Phenolphthalein indicator may irritate eyes and can damage respiratory system so you should wear safety glasses to protect your eyes.
Plan
- Before starting the experiment, make a table showing the pointing and end point for each titration and showing the total volume used.
-
Fill the concentrated hydrochloric acid in the graduated syringe up to 2.5 cm3.
-
Put the hydrochloric acid from the graduated syringe into a 250cm3 beaker, and add diluted water until the 250cm3 mark and stir with a glass rod.
-
Then pour into a 250cm3 volumetric flask and fill until 250cm3 mask accurately, this is done by filling up until the bottom of the meniscus measures from the eye level.
-
Get the 250cm3 of calcium hydroxide from a beaker use a 25cm3 pipette and put it into a conical flask
- Place the conical flask on top of a tile
- Set up the clamp and stand to hold a burette
- Fill the burette with the diluted hydrochloric acid making sure the bottom of the burette is filled with hydrochloric acid.
- Put the burette on the clamp, and record the starting point of the acid
- Add a few drops of phenolphthalein indicator into the calcium hydroxide and it will turn the solution pink/red
- Put the conical flask underneath the burette and begin to titrate
- When the solution turns colourless permanently turn the tap of the burette off, and record the end point in the table
-
Begin the titration process again, with a new 25cm3 of calcium hydroxide in the conical flask and top the amount of hydrochloric acid and record the starting point.
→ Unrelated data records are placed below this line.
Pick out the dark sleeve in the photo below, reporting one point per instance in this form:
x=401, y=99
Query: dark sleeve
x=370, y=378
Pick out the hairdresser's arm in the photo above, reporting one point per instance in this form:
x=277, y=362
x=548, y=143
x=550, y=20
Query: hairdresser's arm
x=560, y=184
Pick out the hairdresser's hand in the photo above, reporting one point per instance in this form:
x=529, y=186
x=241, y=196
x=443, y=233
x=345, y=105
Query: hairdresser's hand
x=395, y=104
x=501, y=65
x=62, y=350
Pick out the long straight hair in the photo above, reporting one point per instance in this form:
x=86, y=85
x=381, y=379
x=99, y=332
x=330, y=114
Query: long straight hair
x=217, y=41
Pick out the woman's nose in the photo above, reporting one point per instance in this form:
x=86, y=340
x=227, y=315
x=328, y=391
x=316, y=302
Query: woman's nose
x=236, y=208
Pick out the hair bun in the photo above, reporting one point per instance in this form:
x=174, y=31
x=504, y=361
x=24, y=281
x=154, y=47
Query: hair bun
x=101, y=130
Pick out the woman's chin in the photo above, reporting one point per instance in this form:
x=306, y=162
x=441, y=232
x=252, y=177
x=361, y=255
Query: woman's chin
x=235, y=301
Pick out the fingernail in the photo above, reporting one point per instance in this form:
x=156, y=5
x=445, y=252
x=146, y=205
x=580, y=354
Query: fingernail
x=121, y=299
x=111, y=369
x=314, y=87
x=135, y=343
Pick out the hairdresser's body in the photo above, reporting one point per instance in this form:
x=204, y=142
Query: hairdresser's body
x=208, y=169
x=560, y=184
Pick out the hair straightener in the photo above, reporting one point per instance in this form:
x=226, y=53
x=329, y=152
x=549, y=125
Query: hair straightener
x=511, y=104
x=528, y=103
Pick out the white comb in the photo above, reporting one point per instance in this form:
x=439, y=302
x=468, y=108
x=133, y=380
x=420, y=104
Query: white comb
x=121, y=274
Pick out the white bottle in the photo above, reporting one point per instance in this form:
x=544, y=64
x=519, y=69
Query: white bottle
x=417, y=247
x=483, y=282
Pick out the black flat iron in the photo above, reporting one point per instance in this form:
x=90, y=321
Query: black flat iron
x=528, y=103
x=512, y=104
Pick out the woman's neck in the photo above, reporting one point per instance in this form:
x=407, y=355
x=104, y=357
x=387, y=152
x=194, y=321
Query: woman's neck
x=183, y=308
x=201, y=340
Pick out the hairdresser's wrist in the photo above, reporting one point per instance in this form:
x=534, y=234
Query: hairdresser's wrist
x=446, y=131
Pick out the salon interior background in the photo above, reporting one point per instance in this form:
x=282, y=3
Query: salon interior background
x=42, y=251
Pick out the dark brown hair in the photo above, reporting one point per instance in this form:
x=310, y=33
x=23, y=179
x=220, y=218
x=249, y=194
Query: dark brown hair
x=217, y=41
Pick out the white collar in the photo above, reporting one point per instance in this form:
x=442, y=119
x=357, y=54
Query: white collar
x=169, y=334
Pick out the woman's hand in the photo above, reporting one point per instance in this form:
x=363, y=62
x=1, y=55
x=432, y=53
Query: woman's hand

Continue to titrate until you get a titre within 0.1 of each other
Results
The volume of original hydrochloric acid used was 2.5cm3
The volume for diluted hydrochloric acid in the volumetric flask is 250.0cm3
The pipette volumes of calcium hydroxide used for each titration is 25.0cm3
Conclusion
The concentration of diluted hydrochloric acid used
As 2.5cm3 of hydrochloric acid was used and the concentration was 2 mol dm-3
Moles of diluted HCl= concentration x volume
= 2 x (2.5/1000)
= 0.005 mol
The volume of diluted hydrochloric acid was 250cm3
Concentration of diluted of HCl= moles/ volume
= 0.005/(250/1000)
= 0.02 mol dm-3
The concentration is the amount required to do the titration, which is shown above in the introduction
For the average titre, I used the 5th and 6th reading as they were within 0.1 of each other.
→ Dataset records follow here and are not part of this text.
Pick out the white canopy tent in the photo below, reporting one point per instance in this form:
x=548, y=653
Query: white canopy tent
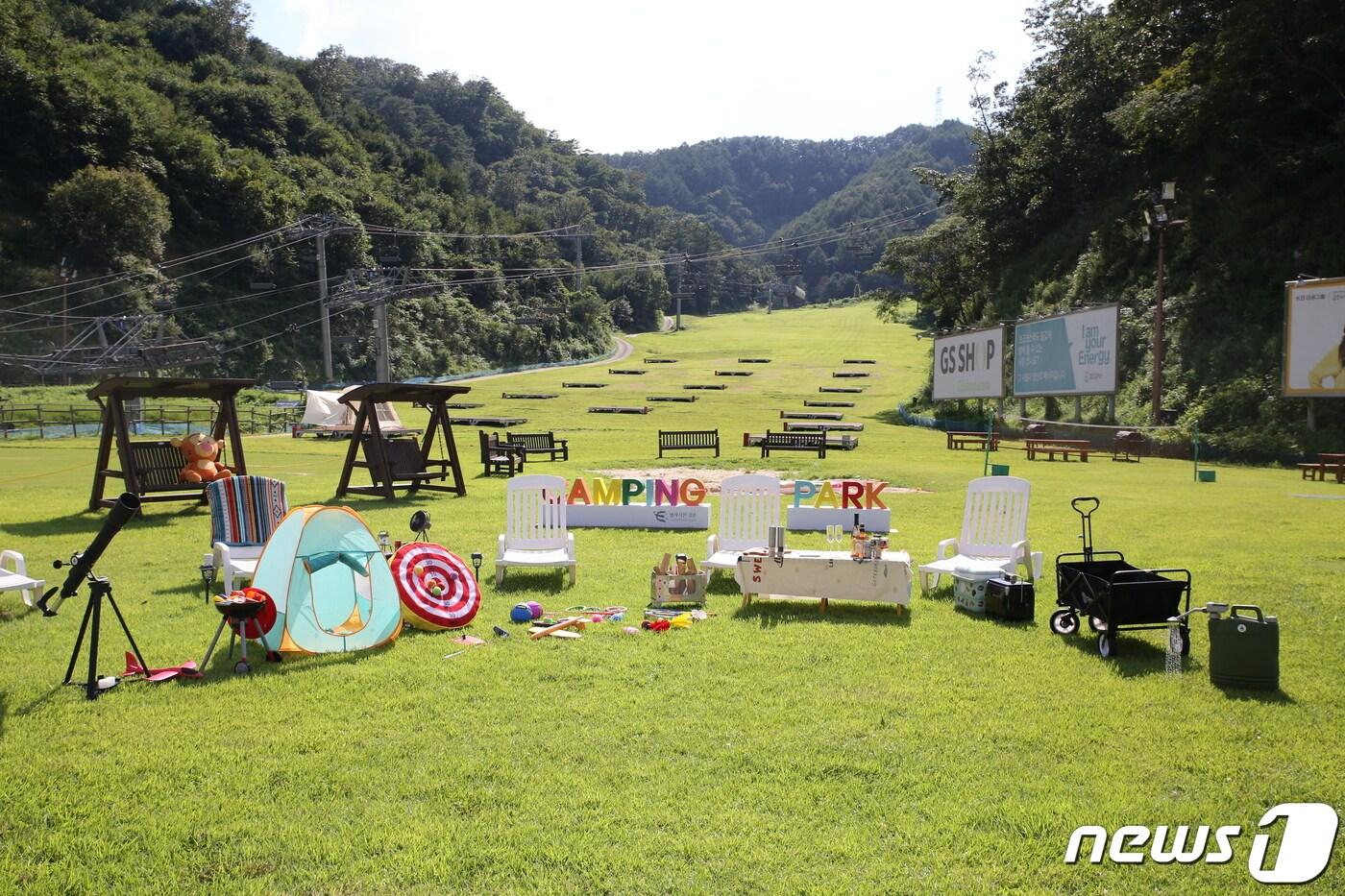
x=325, y=410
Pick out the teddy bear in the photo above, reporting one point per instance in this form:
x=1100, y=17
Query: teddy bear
x=199, y=452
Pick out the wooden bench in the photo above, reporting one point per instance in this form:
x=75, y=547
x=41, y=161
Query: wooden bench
x=959, y=440
x=689, y=440
x=501, y=456
x=158, y=467
x=540, y=443
x=810, y=442
x=834, y=442
x=1324, y=466
x=1063, y=447
x=1127, y=446
x=820, y=426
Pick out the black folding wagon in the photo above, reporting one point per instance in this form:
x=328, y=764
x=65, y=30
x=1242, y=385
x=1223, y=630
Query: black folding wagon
x=1113, y=594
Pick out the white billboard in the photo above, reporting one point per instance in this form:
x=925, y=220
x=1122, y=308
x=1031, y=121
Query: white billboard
x=1072, y=354
x=970, y=365
x=1314, y=338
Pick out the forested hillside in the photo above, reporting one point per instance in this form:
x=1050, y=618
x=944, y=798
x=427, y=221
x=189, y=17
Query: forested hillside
x=1241, y=103
x=143, y=132
x=753, y=190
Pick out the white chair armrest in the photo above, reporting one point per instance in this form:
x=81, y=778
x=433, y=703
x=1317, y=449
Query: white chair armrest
x=1019, y=554
x=16, y=559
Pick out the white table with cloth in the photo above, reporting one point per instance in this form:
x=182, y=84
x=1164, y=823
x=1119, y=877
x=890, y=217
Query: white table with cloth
x=826, y=574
The average titre is 31.75+ 31.85= 31.80 cm3 (2 d.p)
2
For this I ignored any anomalous results.
Using the average titre volume, I can now calculate the accurate concentration of limewater which I titrated.
The moles used per titration = volume x concentration
= 0.02 x (31.8/1000)
= 0.000636 mol
As the chemical equation is: [2HCl(aq) + Ca(OH)2(aq) → CaCl2(aq) + 2H2O(l)]
Ratio of HCl and Ca(OH)2 is 2:1
Therefore moles of calcium hydroxide: 0.000636 /2 = 0.000318
Concentration of Ca(OH)2 = moles/volume
= 0.00318/(25/1000)
= 0.01272 mol dm-3
Concentration of Ca(OH)2 in g dm-3 = concentration x mr
= 0.01272 x (40.1+(16 x 2) +2)
=0.01272 x 74.1
= 0.94 g dm-3 (2.d.p)
Evaluation
At the beginning of the experiment, you were told that the limewater given to you was just approximately 1 g dm-3. The answer calculated is 0.94 g dm-3, which is only 0.06 away from the approximated amount. The average concentration found of the limewater solution is 0.76 g dm-3. My results were 0.18 g dm-3 more concentrated than the average. This could be because the titration method as it is difficult to get the exact volume of hydrochloric acid needed to neutralise the calcium hydroxide solution that is why everyone final concentration for calcium hydroxide was slightly different.